Seeba-Hannan knew immediately that she wanted Walter Knoll to be one of the project partners. “Their upholstered furniture is simply outstanding. There aren’t many manufacturers who are so deeply involved in their craft and pay so much attention to detail,” she explains. She chose companies with a long tradition and expertise; whose products would continue to be available well into the future. The models in the house range from the 1920s to the present: all of them classics that nevertheless feel contemporary today. “The Votteler Chair by Walter Knoll manages to blend in perfectly with the other elements in the room. It is my absolute favorite piece!” Originally designed in 1956 by Arno Votteler for Walter Knoll, the timeless armchair for reading and relaxing is inspired by Scandinavian functionalism, and artfully combines a delicate tubular steel frame with voluminous padding and solid wood armrests. Today, the designer is nearly ninety years old and incredibly flattered that his chair was selected for the house.
Ursula Seeba-Hannan has turned the Votteler Chairs into the protagonists of the living room of the house. The supporting actor is the light-colored Prime Time sofa by Walter Knoll, a contemporary design by the EOOS team, who made a few tweaks to give it a 1950s touch: the backrest was shortened a drop and the base of the sofa is now made of dark wood.

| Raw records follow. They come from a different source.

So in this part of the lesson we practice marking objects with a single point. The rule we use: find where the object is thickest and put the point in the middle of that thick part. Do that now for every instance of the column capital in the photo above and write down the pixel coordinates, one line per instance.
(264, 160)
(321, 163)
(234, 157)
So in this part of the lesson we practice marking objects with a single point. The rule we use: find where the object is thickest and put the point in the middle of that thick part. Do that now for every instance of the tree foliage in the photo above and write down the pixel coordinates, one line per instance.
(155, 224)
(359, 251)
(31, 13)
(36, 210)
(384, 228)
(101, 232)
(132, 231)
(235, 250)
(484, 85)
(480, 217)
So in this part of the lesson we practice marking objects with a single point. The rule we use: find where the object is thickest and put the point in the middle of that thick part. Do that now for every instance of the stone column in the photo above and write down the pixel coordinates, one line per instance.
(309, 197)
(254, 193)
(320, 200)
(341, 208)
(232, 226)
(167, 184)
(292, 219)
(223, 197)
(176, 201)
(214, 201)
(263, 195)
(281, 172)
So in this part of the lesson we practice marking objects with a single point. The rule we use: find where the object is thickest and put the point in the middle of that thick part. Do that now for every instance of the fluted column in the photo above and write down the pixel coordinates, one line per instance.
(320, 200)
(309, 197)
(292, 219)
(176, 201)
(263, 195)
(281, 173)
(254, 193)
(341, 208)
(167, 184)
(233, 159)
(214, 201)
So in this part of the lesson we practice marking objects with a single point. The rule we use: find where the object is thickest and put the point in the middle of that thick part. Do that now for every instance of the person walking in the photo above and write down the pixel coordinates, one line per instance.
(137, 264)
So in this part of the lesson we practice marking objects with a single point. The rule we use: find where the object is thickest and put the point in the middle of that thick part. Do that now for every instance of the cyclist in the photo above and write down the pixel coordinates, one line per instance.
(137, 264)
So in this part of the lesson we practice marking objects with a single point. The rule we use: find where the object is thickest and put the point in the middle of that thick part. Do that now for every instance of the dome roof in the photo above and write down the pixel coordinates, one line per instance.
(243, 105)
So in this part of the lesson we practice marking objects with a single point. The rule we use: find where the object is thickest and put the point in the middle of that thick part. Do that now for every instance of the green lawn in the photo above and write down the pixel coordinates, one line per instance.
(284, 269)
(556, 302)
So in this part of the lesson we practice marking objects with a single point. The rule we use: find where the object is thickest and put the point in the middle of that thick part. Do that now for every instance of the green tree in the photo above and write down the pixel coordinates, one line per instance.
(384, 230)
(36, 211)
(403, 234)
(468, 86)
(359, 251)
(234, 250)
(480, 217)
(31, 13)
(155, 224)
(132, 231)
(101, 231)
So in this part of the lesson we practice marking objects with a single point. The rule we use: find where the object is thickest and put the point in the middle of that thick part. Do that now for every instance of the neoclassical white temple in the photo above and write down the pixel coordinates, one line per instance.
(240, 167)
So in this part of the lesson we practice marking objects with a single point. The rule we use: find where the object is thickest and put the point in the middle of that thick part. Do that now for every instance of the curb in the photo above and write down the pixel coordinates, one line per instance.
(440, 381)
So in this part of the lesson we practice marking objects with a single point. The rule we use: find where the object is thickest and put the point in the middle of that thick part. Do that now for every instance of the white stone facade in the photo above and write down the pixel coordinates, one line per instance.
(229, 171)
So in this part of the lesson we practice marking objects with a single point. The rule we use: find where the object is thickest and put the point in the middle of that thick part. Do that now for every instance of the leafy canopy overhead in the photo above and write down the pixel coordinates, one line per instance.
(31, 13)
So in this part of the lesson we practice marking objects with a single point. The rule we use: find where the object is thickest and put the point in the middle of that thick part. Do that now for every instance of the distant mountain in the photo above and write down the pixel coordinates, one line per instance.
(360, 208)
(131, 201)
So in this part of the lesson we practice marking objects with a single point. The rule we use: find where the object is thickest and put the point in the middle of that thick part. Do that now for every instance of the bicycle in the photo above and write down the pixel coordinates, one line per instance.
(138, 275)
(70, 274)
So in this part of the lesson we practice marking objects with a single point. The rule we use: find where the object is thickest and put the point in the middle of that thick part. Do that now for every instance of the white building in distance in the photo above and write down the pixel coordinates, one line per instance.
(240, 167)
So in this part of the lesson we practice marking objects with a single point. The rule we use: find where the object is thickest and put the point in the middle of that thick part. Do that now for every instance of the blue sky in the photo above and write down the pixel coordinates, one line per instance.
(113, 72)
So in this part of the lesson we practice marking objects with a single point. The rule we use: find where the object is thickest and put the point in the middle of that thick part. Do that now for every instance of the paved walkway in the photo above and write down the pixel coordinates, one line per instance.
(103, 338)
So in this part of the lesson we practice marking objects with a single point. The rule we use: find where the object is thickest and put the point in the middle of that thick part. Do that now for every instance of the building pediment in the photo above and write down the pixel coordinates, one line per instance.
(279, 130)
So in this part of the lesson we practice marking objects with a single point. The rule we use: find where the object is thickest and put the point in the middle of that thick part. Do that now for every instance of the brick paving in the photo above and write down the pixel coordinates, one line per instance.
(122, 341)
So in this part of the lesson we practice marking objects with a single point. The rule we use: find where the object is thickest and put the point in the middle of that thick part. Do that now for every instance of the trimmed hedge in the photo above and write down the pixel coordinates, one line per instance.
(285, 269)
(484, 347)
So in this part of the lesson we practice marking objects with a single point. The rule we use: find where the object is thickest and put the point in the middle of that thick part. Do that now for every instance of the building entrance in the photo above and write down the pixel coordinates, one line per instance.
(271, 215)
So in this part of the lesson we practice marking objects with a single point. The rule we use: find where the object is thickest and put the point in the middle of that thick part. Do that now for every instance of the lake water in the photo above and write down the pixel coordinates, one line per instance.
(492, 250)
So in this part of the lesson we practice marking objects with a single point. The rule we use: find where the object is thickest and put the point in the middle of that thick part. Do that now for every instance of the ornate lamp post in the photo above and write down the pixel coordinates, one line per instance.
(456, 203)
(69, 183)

Vanity is the enemy of comfort. And democracies can only manage as long as nobody insists on going it alone. Guided by this belief, all participants cooperated on this project. Markus Benz, CEO of Walter Knoll, comments on the project, “For the Thomas Mann House, the companies worked together as a team, trusting one another and striving for the best result possible. These companies, which are all extremely creative and masters of their craft, are a part of the economic and cultural power of Germany.”

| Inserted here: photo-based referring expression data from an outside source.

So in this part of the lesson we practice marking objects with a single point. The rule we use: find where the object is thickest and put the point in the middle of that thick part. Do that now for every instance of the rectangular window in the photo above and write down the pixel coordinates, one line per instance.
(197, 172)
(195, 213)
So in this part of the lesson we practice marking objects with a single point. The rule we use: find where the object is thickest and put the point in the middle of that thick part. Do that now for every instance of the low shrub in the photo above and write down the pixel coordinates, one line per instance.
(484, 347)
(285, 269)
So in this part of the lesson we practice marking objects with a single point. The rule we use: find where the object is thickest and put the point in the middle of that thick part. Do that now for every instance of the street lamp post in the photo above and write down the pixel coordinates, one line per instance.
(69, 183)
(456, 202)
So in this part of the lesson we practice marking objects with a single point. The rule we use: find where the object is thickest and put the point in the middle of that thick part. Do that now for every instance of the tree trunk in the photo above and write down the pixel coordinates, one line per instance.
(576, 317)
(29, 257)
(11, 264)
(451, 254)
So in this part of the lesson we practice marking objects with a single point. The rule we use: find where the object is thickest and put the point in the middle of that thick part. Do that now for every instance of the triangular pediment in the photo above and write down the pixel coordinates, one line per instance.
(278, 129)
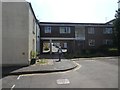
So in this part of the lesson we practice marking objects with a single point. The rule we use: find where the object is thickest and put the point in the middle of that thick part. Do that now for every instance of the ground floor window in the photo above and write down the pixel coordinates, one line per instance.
(91, 42)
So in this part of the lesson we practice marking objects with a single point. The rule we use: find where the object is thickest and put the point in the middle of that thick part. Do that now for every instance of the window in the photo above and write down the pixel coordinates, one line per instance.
(48, 29)
(107, 31)
(91, 30)
(91, 42)
(107, 42)
(65, 45)
(65, 30)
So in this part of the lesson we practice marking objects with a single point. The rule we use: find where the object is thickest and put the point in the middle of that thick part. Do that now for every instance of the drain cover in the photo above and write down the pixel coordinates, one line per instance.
(63, 81)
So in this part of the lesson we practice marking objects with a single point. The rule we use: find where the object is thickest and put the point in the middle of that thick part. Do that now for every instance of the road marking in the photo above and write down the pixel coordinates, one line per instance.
(78, 67)
(63, 81)
(12, 87)
(18, 77)
(90, 60)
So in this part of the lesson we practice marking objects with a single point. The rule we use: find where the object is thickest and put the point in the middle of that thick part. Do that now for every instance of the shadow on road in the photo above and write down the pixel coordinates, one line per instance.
(50, 56)
(7, 70)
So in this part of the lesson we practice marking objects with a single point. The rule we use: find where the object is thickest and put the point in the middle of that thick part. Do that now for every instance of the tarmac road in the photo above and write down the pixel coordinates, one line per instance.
(93, 73)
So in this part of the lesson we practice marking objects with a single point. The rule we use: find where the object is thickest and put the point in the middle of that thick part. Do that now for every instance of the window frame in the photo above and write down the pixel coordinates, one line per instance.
(91, 42)
(108, 30)
(91, 30)
(64, 30)
(47, 29)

Along with Walter Knoll, Thonet and other companies, Seeba-Hannan was searching for the perfect fabrics and colors. There was just one problem she had not anticipated: furniture makers usually engineer their sofas and armchairs with the bigger picture in mind, producing their designs while constantly considering the proportions, materials and upholstery. Textiles from elsewhere need to be inspected first because not every thread is up to par. And so, Seeba-Hannan went with her bundle of samples from one manufacturer to the next to talk about her vision. She finally put together a selection, flew to Los Angeles, and laid out her collection in the house. But in that moment she saw, in the light and heat of the southern Californian sun, that she needed entirely different materials and colors than she did in northern Europe. She returned to Germany, and the upholsterers continued to test things out and advise her. “Their commitment and vast knowledge really moved me,” she recalls. In the end, she chose linen and cotton in shades of antique blue and bottle green. Seeba-Hannan could not have been more satisfied with how the upholstering team worked with this fabric – yet another example of the flexibility and professionalism of the people at Walter Knoll.
She still thinks fondly about the villa’s inauguration, recalling the moment when the prominent sociologist Jutta Allmendinger discovered the Votteler Chairs in the living room and said, “They look just stunning.” As one of the first fellows in the Thomas Mann House, Allmendinger was invited to the opening, as were other fellows such as the actor Burkhard Klaußner and Thomas Mann scholar Heinrich Detering. In the future, they will all go on to sit and work at the Andoo solid wood table by Walter Knoll in Thomas Mann’s study. Seeba-Hannan recalls that the fellows were a bit hesitant at first as they walked around the rooms – until she invited them to take a seat. “Wow,” Allmendinger said after she sat down in the Votteler Chair. “It doesn’t just look good, it feels good, too!”